By way of background, BIS has traditionally advised that the transmission and storage outside of the United States of technology or software controlled under the EAR constitutes an export or reexport that could potentially trigger a licensing requirement. Accordingly, prior to the Final Rule, companies with controlled technology and software could only use domestic hosted cloud solutions without having to address possible license requirements under the EAR.

The Final Rule is significant because it provides that technology or software that is encrypted in accordance with certain specified criteria is not exported or reexported even when the technology or software leaves one country for another. Thus, so long as the applicable requirements are met, the Final Rule would allow such technology or software to be hosted outside the United States without obtaining the export or reexport licenses that would otherwise be required under the EAR.

As published in the Final Rule, this carve-out will apply to the sending, taking, or storing of technology or software outside of the United States that is:

  1. unclassified;
  2. secured using “end-to-end encryption”;
  3. secured using modules compliant with (or equally or more effective than) FIPS 140-2 (a common encryption standard used for Federal Government procurement) and supplemented by other controls consistent with the US National Institute for Standards and Technology guidance; and
  4. not intentionally stored in a country listed in Country Group D:5 or in the Russian Federation.

The Final Rule’s definition of “end-to-end encryption” requires that:

  1. the technology or software will not be in unencrypted form while between the originator and recipient or these parties’ respective “in-country security boundaries,” and
  2. the means of decryption will not be provided to a third party.

BIS explains in its rule that the term “in-country security boundaries” reflects a requirement that these boundaries cannot be defined to include infrastructure resources encompassing multiple countries.

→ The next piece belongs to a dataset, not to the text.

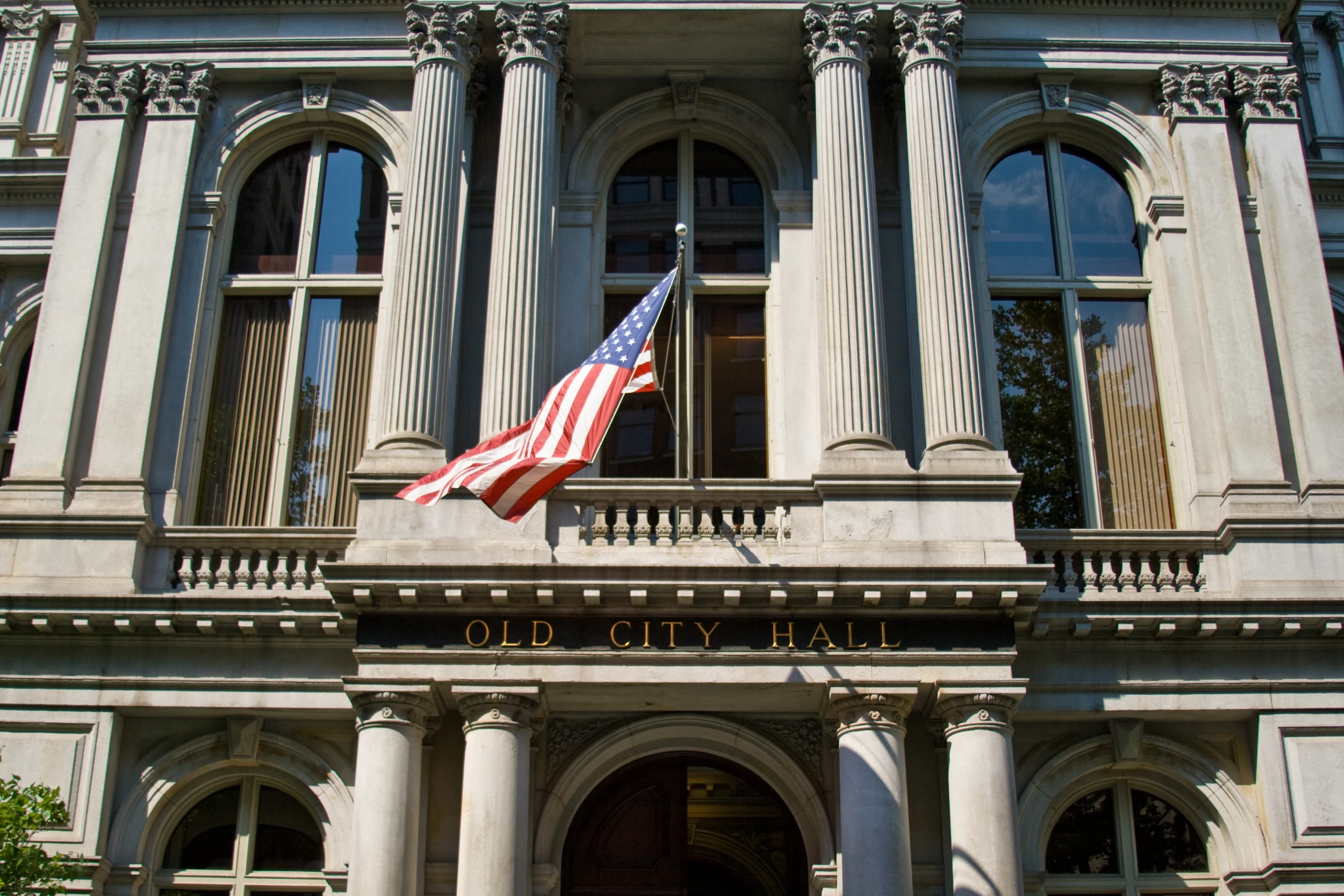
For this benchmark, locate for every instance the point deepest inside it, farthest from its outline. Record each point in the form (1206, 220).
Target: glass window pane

We note an important caveat to consider. Although the State Department published a proposed rule in June 2015 that contemplated a similar carve-out for cross-border transfers of encrypted technical data controlled under the International Traffic in Arms Regulations (“ITAR”), the State Department has not issued a final rule to implement that change in the ITAR. The State Department has advised that this issue will be addressed in a separate rulemaking. Until such a rule is issued by the State Department, companies will need to differentiate between their treatment of ITAR- and EAR-controlled data for purposes of cloud storage.